Auf der Zielgerade ihrer Schulzeit besucht die Jahrgangsstufe 2 Weimar (07/17)

Längst ist es zu einer guten Gewohnheit am SG geworden, der Jahrgangsstufe 2 noch einmal ein letztes gemeinsames Erleben, eine letzte gemeinsame Studienfahrt anzubieten, kurz bevor die Noten verkündet, die mündlichen Prüfungen abgenommen, ABI-Scherz und ABI-Ball gefeiert werden, die Zeit sich auf erstaunliche Weise beschleunigt und dann mit einem Mal die Klassenzimmer der Abgangsklassen merkwürdig leer und vereinsamt am Ende des unteren Ganges liegen. Wie immer führte die Exkursion zu einem speziellen Freund des Deutsch-Lehrers Herrn Bäuerle. Zum ersten Mal in Begleitung der Schulleiterin Anja Biller.

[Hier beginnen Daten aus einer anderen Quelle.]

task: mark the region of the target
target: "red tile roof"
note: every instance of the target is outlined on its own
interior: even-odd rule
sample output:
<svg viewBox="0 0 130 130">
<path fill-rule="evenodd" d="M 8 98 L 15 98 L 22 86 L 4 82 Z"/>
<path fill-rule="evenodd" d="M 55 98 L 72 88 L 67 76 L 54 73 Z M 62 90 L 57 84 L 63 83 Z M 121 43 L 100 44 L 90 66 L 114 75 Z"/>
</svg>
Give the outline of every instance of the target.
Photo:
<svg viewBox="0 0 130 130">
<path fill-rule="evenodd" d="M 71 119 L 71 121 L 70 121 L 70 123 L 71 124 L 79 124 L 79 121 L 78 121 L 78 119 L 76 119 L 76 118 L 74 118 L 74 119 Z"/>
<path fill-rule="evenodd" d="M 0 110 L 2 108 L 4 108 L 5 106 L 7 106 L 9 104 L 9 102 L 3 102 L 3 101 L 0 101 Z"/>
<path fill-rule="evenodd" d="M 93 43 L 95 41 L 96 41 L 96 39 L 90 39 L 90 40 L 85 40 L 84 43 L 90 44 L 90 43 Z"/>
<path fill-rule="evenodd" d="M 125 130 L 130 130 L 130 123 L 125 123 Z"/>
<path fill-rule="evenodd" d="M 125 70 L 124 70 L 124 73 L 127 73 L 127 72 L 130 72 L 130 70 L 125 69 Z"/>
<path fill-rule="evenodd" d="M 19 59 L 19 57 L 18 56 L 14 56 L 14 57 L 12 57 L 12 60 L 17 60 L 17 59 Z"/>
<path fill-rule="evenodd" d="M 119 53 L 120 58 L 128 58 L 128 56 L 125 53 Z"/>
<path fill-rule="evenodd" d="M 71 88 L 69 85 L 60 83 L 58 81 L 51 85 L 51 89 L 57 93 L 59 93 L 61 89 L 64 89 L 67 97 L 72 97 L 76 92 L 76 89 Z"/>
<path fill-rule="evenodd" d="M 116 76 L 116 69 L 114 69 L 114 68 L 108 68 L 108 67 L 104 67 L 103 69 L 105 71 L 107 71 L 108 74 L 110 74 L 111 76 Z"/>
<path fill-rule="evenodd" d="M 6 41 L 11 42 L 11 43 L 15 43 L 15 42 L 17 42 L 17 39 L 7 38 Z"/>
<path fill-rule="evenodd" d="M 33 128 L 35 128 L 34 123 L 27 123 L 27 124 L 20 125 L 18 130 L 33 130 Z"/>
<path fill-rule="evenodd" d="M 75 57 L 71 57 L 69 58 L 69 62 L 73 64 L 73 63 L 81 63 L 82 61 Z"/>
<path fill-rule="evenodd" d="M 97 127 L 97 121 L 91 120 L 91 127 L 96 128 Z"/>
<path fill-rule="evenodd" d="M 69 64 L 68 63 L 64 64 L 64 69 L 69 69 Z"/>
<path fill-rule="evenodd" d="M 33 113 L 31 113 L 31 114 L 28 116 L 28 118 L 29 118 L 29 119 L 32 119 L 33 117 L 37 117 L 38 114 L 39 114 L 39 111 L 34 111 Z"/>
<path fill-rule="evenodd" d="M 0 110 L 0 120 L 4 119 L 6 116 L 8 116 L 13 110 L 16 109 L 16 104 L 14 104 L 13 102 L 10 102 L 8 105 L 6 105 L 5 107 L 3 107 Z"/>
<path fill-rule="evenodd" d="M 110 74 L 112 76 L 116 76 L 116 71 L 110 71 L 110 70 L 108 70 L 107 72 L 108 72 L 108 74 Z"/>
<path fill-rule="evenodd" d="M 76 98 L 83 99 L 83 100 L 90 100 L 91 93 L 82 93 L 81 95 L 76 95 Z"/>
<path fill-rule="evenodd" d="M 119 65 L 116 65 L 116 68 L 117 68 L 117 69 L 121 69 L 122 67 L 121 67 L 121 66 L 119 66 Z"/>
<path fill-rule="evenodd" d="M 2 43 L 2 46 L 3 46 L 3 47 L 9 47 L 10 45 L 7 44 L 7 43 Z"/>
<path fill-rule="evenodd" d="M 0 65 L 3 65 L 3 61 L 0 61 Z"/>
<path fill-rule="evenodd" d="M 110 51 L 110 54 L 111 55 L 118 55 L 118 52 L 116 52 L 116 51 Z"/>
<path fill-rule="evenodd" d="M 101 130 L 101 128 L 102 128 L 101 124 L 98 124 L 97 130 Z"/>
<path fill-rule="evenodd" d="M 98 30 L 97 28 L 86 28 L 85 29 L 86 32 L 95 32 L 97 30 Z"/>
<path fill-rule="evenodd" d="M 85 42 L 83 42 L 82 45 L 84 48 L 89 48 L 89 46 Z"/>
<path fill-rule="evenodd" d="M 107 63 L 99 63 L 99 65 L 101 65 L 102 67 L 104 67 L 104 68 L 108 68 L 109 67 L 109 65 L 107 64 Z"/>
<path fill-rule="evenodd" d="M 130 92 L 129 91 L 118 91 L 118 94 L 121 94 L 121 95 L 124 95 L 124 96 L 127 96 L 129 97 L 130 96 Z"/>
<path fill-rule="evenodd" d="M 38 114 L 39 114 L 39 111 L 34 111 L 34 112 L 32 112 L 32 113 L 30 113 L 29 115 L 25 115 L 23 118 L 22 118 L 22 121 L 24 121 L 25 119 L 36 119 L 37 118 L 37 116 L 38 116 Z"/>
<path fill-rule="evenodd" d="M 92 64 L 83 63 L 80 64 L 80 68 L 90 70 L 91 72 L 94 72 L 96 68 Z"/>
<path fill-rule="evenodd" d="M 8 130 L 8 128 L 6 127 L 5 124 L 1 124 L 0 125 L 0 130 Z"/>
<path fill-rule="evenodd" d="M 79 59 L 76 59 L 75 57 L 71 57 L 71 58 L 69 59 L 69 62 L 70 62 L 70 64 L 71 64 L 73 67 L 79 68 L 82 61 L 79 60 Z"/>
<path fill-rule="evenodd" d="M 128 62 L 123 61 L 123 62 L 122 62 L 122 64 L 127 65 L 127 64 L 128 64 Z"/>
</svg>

Weimar ist nicht denkbar ohne Goethe – so wie Goethe nicht denkbar ist ohne Weimar. Höchst zitable Bemerkungen über die thüringische Kleinstadt existieren zuhauf. Der russische Reisende Roshalin nennt Weimar „die originellste von allen deutschen Städten“, die bekannte französische Dichterin Madame de Stael urteilt über Weimar, „es war gar keine Stadt, sondern vielmehr ein großes Schloss.“ Die Weimarer Bürger selbst waren geradliniger, auch: kritischer. „Eine wahre Seelenessigfabrik“, raunzte Goethes Ur-Freund Knebel. Und der Kammerrat Seckendorf meinte, „dass dies Weimar wie ein Nest aussieht und eine Hauptstadt spielen will.“ Heute ist Weimar der Ort, um die klassische deutsche Literatur – und die Epoche der deutschen Klassik – hautnah zu erleben. Im Mittelpunkt jeder Weimar-Reise steht die Begegnung mit Goethe: In jenem Gartenhaus an der Ilm, in dem er als junger Mann außerhalb der historischen Stadtmauern und jenseits des Flusses „hausvaterte“, (wie er selbst es nannte), in seinem Wohnhaus am Frauenplan, in den Parkanlagen entlang der Ilm, die der Dichter mit gestaltete, in der Fürstengruft auf dem Historischen Friedhof, wo er neben Herzog Carl August und dem Dichterfreund Schiller beerdigt liegt.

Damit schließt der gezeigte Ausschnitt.